Tonight’s different: all’s appalling here, and Dylan can’t think of why on earth he’s brought Liza upstairs. He sees only the filthy pile carpet and chintzy decor, Coca-Cola glasses, framed Streamers poster. And Tom looks like a boiled lobster, all red for some reason. Dylan only wants to score and leave, but Tom can’t be rushed.

“You know this record?” Tom asks. And the colored girls go doo, doo-doo, doo, doo-doo-doo, doo, doo-doo, doo, doo-doo-doo, doo, doo-doo is what’s coming out of the stereo and certainly Dylan’s heard it before, but at the moment, distracted partly by strobe visions of Marilla and La-La, he can only imagine that’s the song’s title: “The Colored Girls Go Doo-Doo-Doo,” etc. Which can’t be right. So he gives out a gruff nod which Tom translates easily: I’ve got no idea.

“Lou Reed, how soon they forget.”

“Sure,” says Dylan. In Dylan’s mind Lou Reed dwells with Mott the Hoople and the New York Dolls in a hazy Bermuda Triangle between sixties rock, disco, and the punk which has supposedly demolished both. The music’s brazen sophistication irritates category. The simple solution, particularly from the vantage of Tom’s pad, is to call the phantom genre gay. This is gay music. Pretty catchy, though.

“You and girlfriend aren’t planning to gulp all this blotter by yourselves, I hope.”

“No.”

Tom’s gray Maine coon cat has crept into Liza’s overalled lap, and now she’s curled around it, head ducked, cooing. She’s less than present, off communing with things female and feline.
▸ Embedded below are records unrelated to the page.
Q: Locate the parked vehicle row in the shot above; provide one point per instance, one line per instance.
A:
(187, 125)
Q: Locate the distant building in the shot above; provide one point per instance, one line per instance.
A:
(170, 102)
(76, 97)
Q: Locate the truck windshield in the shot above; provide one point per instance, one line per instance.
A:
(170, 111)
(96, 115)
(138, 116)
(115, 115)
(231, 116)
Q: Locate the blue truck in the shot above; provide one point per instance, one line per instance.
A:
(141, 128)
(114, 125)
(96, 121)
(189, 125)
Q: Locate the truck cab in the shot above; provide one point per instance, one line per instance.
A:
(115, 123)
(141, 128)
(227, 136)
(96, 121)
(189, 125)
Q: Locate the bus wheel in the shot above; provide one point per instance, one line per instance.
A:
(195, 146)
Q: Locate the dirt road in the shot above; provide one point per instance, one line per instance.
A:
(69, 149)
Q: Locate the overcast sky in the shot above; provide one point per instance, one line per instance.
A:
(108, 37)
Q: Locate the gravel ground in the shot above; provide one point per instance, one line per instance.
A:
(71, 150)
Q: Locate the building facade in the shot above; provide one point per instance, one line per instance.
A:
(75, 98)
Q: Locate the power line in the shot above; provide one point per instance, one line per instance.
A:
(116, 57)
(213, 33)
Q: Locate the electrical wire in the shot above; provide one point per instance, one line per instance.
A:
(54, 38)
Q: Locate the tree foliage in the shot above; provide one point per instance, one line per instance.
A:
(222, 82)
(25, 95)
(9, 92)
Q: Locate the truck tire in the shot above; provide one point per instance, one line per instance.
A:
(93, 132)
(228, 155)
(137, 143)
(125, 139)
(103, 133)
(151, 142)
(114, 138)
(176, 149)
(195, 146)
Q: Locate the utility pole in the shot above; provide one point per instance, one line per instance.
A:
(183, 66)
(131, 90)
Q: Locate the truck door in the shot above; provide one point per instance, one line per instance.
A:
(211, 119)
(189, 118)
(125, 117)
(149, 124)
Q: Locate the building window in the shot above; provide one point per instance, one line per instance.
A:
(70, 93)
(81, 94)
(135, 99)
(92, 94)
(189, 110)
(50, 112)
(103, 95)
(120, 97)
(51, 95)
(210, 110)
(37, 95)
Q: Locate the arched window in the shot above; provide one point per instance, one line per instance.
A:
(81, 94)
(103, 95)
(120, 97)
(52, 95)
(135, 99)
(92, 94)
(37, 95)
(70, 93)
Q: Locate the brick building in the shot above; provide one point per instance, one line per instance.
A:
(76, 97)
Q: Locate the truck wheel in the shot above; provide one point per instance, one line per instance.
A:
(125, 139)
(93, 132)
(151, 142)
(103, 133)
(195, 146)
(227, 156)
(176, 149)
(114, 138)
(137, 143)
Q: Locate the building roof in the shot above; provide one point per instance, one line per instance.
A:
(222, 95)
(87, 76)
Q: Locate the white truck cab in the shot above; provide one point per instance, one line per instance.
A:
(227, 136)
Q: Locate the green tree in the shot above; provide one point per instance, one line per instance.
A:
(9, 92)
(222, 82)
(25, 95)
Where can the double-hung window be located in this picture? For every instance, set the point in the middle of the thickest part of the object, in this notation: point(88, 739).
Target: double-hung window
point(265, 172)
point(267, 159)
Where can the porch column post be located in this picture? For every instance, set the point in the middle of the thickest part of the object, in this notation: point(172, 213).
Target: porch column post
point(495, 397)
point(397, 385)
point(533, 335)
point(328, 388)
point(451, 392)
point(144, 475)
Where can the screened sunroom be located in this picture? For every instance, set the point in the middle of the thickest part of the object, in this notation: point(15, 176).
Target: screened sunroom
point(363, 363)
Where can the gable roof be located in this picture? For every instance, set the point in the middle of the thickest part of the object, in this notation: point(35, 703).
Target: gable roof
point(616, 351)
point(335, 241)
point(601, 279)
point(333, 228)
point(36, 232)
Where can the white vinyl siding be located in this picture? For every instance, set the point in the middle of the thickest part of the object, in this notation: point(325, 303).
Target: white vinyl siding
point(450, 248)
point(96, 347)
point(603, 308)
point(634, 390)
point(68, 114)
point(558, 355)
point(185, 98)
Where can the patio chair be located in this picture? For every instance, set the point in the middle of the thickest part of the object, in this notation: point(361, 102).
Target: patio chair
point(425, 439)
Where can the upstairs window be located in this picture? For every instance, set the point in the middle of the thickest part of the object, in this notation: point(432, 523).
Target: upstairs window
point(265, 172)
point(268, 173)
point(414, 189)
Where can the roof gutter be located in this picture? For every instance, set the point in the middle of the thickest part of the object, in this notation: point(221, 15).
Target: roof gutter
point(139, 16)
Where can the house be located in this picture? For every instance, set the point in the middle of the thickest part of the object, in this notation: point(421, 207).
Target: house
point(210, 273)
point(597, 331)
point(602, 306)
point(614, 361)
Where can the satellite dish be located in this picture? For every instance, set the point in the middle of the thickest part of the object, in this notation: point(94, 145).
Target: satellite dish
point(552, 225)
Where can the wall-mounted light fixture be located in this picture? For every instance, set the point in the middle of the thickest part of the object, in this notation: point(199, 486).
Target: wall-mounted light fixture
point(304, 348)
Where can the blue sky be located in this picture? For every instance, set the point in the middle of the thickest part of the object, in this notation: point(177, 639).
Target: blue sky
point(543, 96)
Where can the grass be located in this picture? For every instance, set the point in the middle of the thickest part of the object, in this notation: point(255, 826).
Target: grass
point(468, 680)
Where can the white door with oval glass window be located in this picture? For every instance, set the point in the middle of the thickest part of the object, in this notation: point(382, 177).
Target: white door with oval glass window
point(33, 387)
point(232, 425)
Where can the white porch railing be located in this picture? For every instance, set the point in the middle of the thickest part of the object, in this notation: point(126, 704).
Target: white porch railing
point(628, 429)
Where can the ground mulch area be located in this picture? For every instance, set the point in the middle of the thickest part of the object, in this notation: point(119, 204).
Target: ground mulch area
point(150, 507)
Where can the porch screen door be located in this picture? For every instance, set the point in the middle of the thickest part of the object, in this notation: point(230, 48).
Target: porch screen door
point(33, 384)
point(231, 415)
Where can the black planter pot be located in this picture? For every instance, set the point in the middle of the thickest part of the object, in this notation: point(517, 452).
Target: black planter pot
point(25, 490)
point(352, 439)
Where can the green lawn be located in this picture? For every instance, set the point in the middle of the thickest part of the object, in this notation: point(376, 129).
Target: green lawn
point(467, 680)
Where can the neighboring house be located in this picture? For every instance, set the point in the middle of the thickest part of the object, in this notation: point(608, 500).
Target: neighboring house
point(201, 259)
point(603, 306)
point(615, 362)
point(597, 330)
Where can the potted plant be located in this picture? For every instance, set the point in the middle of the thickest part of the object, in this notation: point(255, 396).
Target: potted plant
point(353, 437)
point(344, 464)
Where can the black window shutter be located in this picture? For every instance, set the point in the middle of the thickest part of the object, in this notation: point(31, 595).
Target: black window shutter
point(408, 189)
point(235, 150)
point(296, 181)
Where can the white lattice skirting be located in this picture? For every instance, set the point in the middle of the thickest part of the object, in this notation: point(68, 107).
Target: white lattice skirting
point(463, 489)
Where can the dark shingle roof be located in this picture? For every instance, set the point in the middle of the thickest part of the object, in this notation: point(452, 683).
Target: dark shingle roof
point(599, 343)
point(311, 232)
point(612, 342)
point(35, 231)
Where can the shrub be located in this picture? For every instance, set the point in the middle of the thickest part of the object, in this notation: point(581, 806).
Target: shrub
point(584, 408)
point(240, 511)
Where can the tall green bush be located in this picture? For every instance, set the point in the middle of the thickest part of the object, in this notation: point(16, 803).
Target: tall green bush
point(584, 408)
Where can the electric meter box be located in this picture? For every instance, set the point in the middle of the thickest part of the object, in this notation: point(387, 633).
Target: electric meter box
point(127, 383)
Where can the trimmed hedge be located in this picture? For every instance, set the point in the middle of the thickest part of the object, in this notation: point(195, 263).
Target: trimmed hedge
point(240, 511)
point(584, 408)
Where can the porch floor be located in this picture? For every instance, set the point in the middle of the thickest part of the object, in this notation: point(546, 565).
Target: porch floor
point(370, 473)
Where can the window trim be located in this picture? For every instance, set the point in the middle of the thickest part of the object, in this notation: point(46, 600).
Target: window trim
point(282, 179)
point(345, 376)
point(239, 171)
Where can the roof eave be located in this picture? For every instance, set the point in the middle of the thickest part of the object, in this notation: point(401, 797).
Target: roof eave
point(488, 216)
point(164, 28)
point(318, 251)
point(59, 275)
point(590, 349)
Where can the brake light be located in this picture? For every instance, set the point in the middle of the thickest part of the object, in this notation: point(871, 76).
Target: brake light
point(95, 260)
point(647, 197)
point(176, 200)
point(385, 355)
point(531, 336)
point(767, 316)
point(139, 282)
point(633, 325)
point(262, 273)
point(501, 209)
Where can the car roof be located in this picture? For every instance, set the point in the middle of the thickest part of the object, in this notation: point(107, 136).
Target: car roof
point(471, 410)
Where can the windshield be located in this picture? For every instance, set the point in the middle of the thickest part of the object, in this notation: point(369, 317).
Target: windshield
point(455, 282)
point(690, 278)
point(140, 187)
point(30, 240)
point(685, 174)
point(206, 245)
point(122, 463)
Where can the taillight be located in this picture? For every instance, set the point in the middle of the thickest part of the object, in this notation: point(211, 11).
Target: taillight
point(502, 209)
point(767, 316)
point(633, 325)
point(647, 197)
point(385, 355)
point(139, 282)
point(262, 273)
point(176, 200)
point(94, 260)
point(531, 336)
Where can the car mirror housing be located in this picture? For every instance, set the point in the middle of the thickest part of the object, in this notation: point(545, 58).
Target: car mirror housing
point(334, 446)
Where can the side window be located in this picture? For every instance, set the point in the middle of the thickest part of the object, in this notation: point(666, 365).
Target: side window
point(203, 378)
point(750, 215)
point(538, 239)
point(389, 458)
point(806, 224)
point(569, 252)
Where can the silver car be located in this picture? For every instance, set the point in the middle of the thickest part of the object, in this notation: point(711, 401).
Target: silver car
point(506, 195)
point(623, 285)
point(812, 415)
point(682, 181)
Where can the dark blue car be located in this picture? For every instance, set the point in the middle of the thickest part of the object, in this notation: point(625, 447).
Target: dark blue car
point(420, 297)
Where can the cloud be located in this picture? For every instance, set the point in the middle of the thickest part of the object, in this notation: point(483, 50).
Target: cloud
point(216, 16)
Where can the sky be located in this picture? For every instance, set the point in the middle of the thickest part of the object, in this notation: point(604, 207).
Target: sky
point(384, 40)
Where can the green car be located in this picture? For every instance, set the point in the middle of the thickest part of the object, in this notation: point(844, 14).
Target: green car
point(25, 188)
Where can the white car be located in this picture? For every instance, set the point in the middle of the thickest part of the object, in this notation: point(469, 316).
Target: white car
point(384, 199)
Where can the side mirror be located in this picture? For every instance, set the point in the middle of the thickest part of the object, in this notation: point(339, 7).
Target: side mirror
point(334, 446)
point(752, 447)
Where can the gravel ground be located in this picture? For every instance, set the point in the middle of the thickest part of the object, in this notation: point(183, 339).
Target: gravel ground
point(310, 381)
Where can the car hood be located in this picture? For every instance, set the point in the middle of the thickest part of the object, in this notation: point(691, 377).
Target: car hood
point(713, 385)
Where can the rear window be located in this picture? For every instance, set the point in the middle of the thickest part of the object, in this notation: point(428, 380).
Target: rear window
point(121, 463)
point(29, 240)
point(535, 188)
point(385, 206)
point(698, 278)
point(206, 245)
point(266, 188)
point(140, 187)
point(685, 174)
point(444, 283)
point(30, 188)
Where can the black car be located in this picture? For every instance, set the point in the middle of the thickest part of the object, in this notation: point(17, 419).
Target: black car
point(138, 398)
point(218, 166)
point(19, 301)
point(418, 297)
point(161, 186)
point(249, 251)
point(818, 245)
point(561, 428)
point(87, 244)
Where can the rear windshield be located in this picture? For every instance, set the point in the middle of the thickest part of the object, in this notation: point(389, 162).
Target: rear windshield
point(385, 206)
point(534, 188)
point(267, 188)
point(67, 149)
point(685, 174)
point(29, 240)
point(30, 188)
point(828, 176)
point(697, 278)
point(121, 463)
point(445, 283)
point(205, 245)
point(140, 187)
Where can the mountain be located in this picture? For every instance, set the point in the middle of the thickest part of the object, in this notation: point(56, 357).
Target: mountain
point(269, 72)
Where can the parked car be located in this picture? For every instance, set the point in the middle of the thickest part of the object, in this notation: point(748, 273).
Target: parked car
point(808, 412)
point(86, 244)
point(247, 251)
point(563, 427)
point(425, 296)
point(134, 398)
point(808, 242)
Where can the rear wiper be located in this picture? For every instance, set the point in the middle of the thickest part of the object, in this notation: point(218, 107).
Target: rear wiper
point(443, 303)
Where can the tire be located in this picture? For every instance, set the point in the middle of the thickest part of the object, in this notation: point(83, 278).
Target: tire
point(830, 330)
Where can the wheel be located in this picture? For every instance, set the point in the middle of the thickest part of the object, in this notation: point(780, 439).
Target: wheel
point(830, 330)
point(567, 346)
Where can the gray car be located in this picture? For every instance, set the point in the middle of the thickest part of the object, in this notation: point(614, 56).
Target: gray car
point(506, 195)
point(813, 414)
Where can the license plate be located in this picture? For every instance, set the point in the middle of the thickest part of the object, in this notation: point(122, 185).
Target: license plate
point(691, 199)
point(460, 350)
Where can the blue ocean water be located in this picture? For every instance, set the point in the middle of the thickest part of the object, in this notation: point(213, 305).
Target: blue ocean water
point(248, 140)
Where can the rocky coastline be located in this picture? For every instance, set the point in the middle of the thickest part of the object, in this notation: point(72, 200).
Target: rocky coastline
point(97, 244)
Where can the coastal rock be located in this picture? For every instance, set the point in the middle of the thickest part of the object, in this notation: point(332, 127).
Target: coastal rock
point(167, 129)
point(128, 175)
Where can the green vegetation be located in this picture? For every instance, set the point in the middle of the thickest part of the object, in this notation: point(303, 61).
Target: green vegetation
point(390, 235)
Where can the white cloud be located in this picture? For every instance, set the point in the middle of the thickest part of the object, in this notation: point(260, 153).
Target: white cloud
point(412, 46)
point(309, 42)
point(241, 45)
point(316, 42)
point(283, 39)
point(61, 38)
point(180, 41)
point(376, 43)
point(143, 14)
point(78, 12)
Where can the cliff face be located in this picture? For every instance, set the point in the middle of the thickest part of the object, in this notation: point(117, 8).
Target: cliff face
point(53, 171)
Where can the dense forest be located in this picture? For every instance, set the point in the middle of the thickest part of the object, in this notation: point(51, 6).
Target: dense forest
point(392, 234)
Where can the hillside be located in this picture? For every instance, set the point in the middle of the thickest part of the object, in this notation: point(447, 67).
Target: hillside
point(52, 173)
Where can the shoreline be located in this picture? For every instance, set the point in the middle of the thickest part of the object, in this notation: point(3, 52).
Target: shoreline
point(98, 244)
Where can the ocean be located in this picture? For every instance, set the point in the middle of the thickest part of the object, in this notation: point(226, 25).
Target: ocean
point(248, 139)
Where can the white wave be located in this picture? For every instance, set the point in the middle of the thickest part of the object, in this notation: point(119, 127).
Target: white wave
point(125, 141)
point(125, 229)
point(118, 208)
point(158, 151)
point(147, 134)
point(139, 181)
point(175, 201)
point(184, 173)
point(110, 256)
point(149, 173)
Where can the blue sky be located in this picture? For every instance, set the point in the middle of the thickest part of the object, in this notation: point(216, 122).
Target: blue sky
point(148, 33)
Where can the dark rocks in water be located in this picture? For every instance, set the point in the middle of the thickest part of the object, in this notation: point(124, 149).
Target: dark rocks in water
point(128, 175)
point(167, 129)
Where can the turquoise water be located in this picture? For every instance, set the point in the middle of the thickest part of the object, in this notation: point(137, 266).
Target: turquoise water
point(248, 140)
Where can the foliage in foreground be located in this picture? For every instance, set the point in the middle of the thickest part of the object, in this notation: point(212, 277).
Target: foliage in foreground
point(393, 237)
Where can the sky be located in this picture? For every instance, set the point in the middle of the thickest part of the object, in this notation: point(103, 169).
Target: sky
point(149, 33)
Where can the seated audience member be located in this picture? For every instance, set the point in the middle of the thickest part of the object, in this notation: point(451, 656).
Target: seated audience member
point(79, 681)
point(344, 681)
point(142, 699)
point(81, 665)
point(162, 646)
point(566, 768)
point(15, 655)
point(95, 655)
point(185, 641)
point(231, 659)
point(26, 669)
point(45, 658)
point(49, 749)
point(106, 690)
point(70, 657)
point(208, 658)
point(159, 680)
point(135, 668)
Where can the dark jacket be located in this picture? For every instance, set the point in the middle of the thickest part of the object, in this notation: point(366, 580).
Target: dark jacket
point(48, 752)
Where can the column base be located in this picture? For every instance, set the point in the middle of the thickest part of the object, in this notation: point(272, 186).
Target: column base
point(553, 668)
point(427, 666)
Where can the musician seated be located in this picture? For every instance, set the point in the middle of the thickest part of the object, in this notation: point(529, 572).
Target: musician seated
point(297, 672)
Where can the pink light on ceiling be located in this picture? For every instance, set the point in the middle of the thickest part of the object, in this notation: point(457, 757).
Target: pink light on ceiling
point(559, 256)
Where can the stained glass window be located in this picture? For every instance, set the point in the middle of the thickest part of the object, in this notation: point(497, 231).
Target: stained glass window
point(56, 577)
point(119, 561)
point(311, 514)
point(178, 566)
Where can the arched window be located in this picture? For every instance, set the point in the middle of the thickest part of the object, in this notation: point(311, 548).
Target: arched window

“Oh gee, I shouldn’t have said girlfriend. I’m always opening my yap. Just a minute, I’ll get the door.”

Don’t, Dylan wants to say, but fails.

The door’s chain snaps and Tom stumbles backward into the living room.

It’s the two in the Kangols and the one in the hooded sweatshirt, and they’re in Tom’s apartment immediately, yelling, “Sit down, motherfucker! Sit the fuck down! ” Tom stumbles to the couch and plops there between Dylan and Liza, his bare thighs touching them both.